RcCOL4 facilitates the binding of RcCO to the CORE motif in the promoter of RcFT. (A) Location of the CORE motif in the promoter of RcFT. (B) Direct binding of RcCO to the CORE motif of the RcFT promoter in in vitro EMSA. Biotin-labeled probes were incubated with RcCO-HIS protein, and the free and bound probes were separated on an acrylamide gel. 5×, 10×, and 20× represent the dilution multiples of the competitor probe. (C) RcCOL4 enhances the binding ability of RcCO to the CORE motif in the promoter of RcFT. Biotin-labeled probes were incubated with RcCO-HIS alone or together with RcCOL4–GST protein, and the free and bound probes were separated on an acrylamide gel.

Fig. 7.

The Box1 motif of RcCOL4 is indispensable for the RcCO–RcCOL4 protein interaction. (A) Schematic representation of the amino acid sequences and mutations of the B-box motif in RcCOL4. (B) Representative images of the spilt luciferase complementation assays in Rosa chinensis ‘Old Blush’ displayed by bright field and dark field of rose seedlings co-expressing RcCO and RcCOL4, and RcCO and mutated RcCOL4. (C) Pull-down assays prove the interaction between RcCOL4 and RcCO. The purified RcCO-HIS fusion protein was incubated with immobilized GST and RcCOL4–GST fusion proteins in pull-down buffer and the interaction was determined by western blot. (D) Yeast two-hybrid assay verifies the interaction between RcCOL4 and RcCO, and of RcCOL4-M2, but not RcCOL4-M1, and RcCO.

Fig. 8.

Simplified schematic model of flowering time regulation by RcCOL4–RcCO in Rose chinensis under different daylengths.
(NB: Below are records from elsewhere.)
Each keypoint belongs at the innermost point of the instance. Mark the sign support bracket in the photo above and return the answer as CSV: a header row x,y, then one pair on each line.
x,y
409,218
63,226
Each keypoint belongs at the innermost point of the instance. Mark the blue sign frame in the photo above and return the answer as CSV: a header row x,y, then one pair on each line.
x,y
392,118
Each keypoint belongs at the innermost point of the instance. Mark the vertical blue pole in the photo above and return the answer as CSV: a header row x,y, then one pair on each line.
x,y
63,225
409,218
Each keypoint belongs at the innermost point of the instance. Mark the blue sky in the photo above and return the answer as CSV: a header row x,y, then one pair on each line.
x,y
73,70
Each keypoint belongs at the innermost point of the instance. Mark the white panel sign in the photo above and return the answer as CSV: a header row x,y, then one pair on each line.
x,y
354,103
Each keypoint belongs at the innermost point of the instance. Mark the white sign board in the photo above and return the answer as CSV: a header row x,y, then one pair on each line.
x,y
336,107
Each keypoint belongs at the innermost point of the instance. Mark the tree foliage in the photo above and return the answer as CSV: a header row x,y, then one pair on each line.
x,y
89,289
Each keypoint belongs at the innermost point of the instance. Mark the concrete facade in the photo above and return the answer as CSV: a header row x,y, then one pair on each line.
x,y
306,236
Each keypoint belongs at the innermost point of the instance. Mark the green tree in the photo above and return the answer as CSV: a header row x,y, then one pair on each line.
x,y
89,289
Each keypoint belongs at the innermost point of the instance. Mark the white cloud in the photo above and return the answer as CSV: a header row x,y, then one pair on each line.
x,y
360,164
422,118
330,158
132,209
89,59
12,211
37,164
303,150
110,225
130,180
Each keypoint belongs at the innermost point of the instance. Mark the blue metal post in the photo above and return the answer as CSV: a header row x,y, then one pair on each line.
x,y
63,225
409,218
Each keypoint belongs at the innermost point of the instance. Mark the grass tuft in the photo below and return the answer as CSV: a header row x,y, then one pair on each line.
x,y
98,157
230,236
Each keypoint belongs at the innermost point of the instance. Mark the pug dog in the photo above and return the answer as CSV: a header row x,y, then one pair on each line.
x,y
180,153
Under LD conditions, RcCO is expressed more highly and plays a prominent role in flowering promotion via direct binding to the promoter of RcFT to activate its expression; under SD conditions, RcCO is down-regulated while RcCOL4 increases and accelerates flowering via physically interacting with RcCO to enhance its binding to FT. Consequently, R. chinensis ‘Old Blush’ could flower under both LDs and SDs.